An early 19th century lithograph by Belin et Belmont depicting a village tannery and the uses of its leather.
Before the advent of chromium tanning in the 19th century, all leather would have been considered organic by today’s standards. An art form perfected over millennia, tanning was common practice from rural villages to city centers worldwide. Knowledge passed along with generations had given us the tools and the means to use every part of a hunted or domesticated animal, including its skin. Virtually every settlement, village, or metropolis had at least one tannery to serve its citizens.
A mid-18th century lithograph depicting an industrial tannery in Philadelphia. Image courtesy Library Company of Philadelphia
Following the industrial revolution, our consumption habits changed as cheap and plentiful products made buying new things easy and pleasurable. Today, we have little understanding of the origins of the items we buy, and our consumeristic culture has driven demand for products that last little longer than it takes to buy a replacement. While our grandparents and theirs before them made carefully crafted heirlooms to cherish and pass down, we are now caught in a cycle of purchase to landfill.
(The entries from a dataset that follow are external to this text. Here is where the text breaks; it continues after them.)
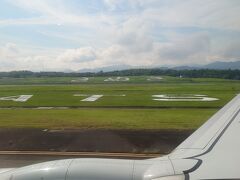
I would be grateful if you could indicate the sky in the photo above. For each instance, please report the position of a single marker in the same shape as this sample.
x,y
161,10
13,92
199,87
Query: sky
x,y
63,35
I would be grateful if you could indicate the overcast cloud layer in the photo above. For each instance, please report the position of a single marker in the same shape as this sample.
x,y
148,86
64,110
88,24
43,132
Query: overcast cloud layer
x,y
43,35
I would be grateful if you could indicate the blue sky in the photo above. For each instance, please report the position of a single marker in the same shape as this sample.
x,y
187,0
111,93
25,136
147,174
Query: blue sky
x,y
43,35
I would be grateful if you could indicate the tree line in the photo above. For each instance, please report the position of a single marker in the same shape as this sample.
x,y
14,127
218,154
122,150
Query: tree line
x,y
200,73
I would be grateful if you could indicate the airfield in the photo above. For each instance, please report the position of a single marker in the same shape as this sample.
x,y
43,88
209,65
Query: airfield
x,y
135,114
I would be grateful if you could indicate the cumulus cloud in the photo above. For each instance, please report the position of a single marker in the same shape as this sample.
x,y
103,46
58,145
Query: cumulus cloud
x,y
132,32
78,55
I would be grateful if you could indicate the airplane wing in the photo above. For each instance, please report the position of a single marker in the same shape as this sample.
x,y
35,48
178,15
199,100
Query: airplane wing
x,y
214,149
211,152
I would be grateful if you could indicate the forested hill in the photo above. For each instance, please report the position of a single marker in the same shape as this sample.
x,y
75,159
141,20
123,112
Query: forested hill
x,y
201,73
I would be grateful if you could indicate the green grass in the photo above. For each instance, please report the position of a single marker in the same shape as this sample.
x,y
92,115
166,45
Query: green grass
x,y
105,118
136,94
180,115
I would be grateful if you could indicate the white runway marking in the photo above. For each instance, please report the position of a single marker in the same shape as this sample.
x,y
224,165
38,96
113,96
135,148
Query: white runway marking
x,y
83,79
20,98
197,97
92,98
95,97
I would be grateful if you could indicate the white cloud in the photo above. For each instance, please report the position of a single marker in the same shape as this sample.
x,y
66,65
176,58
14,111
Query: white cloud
x,y
78,55
125,33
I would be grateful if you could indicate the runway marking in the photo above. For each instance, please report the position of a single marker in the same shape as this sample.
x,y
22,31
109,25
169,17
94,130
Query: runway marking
x,y
95,97
197,97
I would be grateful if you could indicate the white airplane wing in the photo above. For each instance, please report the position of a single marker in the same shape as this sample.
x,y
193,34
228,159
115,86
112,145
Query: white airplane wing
x,y
212,152
214,149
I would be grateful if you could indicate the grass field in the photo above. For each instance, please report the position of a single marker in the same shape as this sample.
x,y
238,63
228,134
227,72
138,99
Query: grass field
x,y
132,111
This was the realization that the founder of Organic Leather, Rowan Gabrielle, had in 2006 when she decided to launch a line of leather goods. A frontrunner in the “eco-fashion” movement from her work producing awareness events and ethical fashion shows, she needed leather that was tanned naturally without chemicals, and traceable back to the farm. Her search led down a rabbit hole of information, but also to a lack of production on the scale that she needed. The knowledge of the past had been relegated to a dwindling number of vegetable tanneries, as well as a community of do-it-yourself hunters & homesteaders delving into ancient brain-tanning and smoking methods (yes, that kind of brain).
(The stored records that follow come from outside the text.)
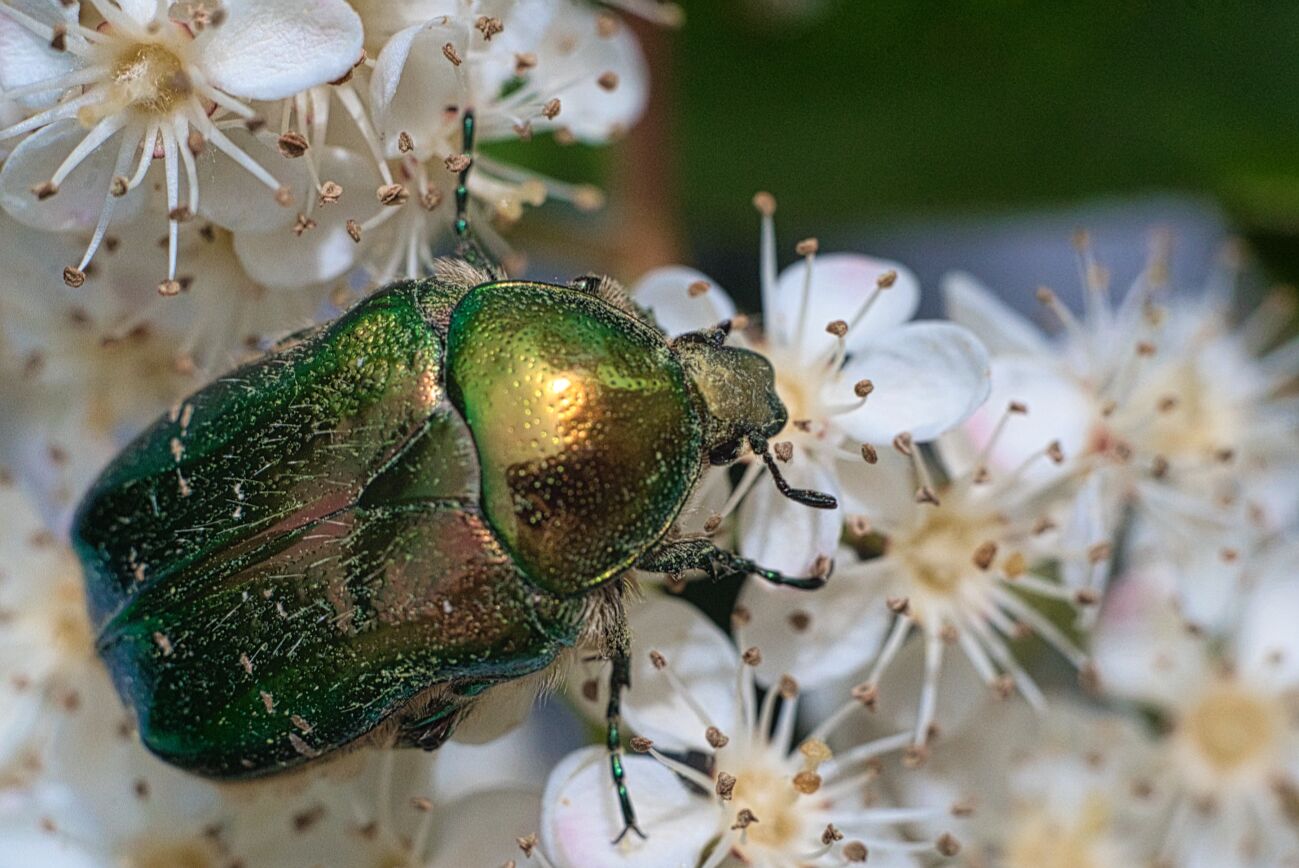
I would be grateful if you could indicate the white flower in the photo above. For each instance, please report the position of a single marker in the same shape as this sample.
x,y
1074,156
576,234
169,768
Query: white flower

The brain tanners were generally the only ones with any knowledge of the skins’ origins as they had hunted, or bought hides from hunters. However, they mostly tanned skin by skin, and few were in the business of selling. Those that were, only sold small quantities of tanned hides from hunted wild game. The vegetable tanneries, though still using traditional tree bark derived methods scaled up for modern production volume, purchased hides from brokers with no records of the individual animals’ origins. Neither option being enough to build an ethical brand, Rowan saw the need to build a larger scale supply chain for designers and consumers like herself.
She began reaching out to contacts she had gathered from her years advocating ethical consumption, and seeking out tanners who were willing to work with her. It was through these efforts she came across a historic tannery in Oregon named Muir & McDonald, who traditionally tanned on a small scale using native Douglas Fir bark. However, after a short time of working with them to develop a fully organic leather, Muir & McDonald folded due to the pressure of competition from cheaper, faster chrome tanneries.
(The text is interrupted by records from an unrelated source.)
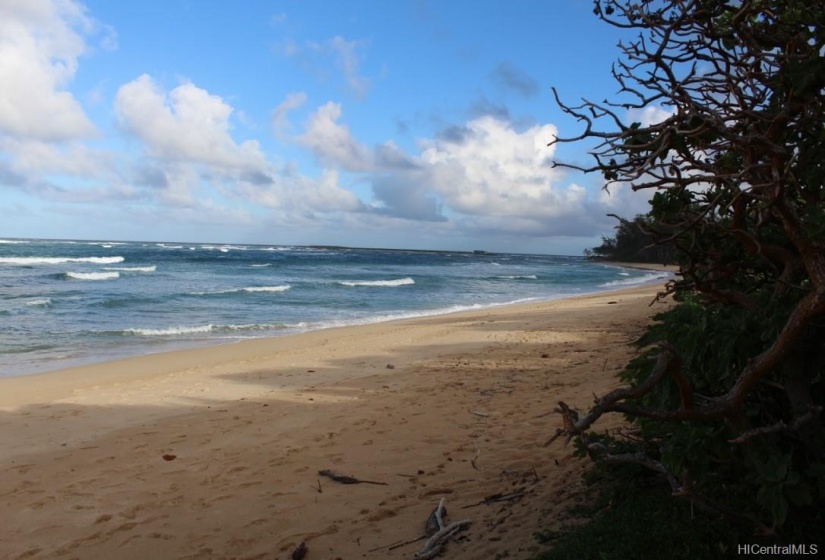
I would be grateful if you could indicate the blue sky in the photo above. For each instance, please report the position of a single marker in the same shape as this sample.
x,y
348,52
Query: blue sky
x,y
408,124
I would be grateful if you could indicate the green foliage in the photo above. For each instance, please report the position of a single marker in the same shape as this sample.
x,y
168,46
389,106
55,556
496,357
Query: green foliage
x,y
634,241
738,168
646,524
Undeterred, Rowan continued to seek a manufacturing partner and soon began to work with the J&FJ Baker Tannery in her native UK. Having stood the test of time for over 500 years of tanning, Baker’s continued to produce small quantities of a heavy bridle leather using oak bark. The resulting leather was beautiful, durable, and completely natural in the tanning process. The only final step was to ensure the hides came from organic origins. The last piece of the puzzle was put into place when hides sourced exclusively from beyond organic farms in the English Countryside were purchased and tanned at Baker’s, producing the world’s first fully traceable organic leather.
A roll of organic heavy bridle leather tanned traditionally by J&FJ Baker in Coylton, UK.
Rowan making organic leather jewelry in her studio.
As Rowan began making and selling leather jewelry and small goods, people from all over the world began to enquire about getting their hands on the unique leather. Since then, Rowan has sold limited wholesale quantities of the Baker's tanned hides to designers & craftspeople. However, due to long lead times and labor intensive oak bark tanning, this option was cost prohibitive for many. As demand increased, especially for affordable leathers in a wider range of weights, it became clear it was time to expand the selection. It was around this time that Adan Maldonado, then studying Design Entrepreneurship at the Fashion Institute of Technology in NYC, contacted Rowan and a the beginning of a partnership was formed.